Distribution-side problems include making a container that is not stackable, making containers that require separate lids from bases, requiring training in how to use and handling the tamper-resistant packages without damaging the perforated tear-strip while keeping the tamper-evident features intact, and requiring training of grocery or distribution staff to recognize when a product has been tampered with so that it can be removed from the supply chain.
Manufacturing problems include requiring the use of unusual plastics or expensive manufacturing processes, whether to use an injection molding process, a thermoforming process, or some other process in order to create the necessary features for the container. Such features considered by engineers in the field can include how best to accomplish a bent feature, a fold feature, stiffness vs. flexibility, spring-effects, recesses, channels, raised features, structural ribs, tear-able or frangible features, resilient living hinges, pull-tab features, locking features, and sealing tolerances, to name a few.

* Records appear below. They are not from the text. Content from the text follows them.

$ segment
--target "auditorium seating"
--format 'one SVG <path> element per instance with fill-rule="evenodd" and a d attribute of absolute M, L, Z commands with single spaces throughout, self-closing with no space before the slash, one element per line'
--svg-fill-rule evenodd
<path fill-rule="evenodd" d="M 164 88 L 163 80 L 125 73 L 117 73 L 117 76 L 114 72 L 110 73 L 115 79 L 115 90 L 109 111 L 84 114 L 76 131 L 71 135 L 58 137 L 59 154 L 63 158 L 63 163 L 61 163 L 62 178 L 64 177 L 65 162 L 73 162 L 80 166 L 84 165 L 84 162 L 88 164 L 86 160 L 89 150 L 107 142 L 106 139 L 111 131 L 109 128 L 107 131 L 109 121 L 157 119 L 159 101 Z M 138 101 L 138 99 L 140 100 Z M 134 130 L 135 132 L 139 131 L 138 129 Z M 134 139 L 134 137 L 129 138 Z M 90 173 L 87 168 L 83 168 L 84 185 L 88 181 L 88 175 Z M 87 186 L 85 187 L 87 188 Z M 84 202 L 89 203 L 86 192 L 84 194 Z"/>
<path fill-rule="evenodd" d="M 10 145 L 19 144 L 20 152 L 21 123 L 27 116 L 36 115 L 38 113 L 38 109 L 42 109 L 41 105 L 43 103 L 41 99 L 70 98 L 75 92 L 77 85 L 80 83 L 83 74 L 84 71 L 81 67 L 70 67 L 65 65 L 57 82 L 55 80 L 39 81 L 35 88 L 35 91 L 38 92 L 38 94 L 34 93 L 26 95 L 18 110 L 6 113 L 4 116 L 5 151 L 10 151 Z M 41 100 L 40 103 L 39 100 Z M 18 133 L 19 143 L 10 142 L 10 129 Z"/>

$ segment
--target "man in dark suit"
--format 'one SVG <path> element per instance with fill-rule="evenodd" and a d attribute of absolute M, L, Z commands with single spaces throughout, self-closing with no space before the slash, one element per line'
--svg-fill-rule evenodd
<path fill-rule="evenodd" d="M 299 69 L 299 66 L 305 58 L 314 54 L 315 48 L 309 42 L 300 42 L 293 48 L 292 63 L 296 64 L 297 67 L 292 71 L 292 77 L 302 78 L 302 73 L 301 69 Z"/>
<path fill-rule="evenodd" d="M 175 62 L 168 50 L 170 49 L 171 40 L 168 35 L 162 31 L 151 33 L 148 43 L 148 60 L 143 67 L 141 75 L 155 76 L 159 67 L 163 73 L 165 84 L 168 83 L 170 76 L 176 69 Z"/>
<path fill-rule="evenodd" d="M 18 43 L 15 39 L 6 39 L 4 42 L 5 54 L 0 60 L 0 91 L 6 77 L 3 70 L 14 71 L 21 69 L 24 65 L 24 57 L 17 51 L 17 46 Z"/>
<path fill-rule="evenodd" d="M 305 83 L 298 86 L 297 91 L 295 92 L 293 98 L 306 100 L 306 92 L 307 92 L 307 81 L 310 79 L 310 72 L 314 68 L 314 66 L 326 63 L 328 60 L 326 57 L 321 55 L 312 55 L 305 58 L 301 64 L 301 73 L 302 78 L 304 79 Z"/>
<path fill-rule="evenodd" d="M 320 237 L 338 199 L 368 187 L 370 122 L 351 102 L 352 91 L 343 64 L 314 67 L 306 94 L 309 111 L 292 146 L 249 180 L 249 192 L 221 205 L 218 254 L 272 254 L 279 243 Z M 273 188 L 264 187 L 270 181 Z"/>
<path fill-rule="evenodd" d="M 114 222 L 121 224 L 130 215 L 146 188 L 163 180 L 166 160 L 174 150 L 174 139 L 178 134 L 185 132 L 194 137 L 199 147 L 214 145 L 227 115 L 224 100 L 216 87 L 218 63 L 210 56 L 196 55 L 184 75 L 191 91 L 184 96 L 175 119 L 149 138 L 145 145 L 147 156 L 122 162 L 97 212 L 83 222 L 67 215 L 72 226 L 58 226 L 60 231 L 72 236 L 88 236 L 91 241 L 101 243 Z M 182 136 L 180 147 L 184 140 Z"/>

A wide of variety of technologies and inventions in this field have attempted to address or provide solutions to some of the problems. One example, from 1959, is U.S. Pat. No. 2,915,214 issued to Frankel ad which discloses a plastic container with a lid and a base with “a sealing rim” as a circumferential engagement mechanism. Both the lid and the base have outwardly extending peripheral flanges, connected by a hinge with “rupturable perforations,” which, when severed, leave “separated ends” to facilitate opening the container. Another example, from 1978, is German Patent No. 7816353 issued to Menshen which discloses a container with a lid connected to a base by a hinge formed of a projection and a perforated tear strip. Removal of the tear strip allows the container to be opened and provides evidence of possible tampering. This method presented a waste of plastics material that ended up in the wasteland. A further example, from 1996, is U.S. Pat. No. 5,507,406 issued to Urciuoli which discloses a resealable, tamper evident container. It employs a circumferential engagement mechanism, where the base includes a breakpoint “in the form of a perforated line, a groove or the like” connecting the base to the lid. Only by severing the breakpoint can the lid be removed, which provides evidence of possible tampering. This invention had a limitation not be able to reclose and reseal the primary products. Finally, from 2006, is U.S. 7,118,003, which discloses a tamper-resistant/evident container having a tamper evident removable structure that connects the cover to the base portion, a removable tear strip, a secondary engagement mechanism inside the perimeter of the base portion that prevents tampering by sealing the cover to the base. This product is not only added the plastic waste of the tear-strip to the landfield, complicated opening instructions and imposed a hazard to consumers from the shape edges of the perforations after the tear-strip removed. Moreover, the invention adds more complexity for the food processors in handling the delicated containers to prevent breakage/tearing perforations between the lid, tear-strip, and the base.
Therefore, there still remains a need within the field for improved plastic containers having tamper-evident features such as the Pull-Tab Tamper Evident Containers.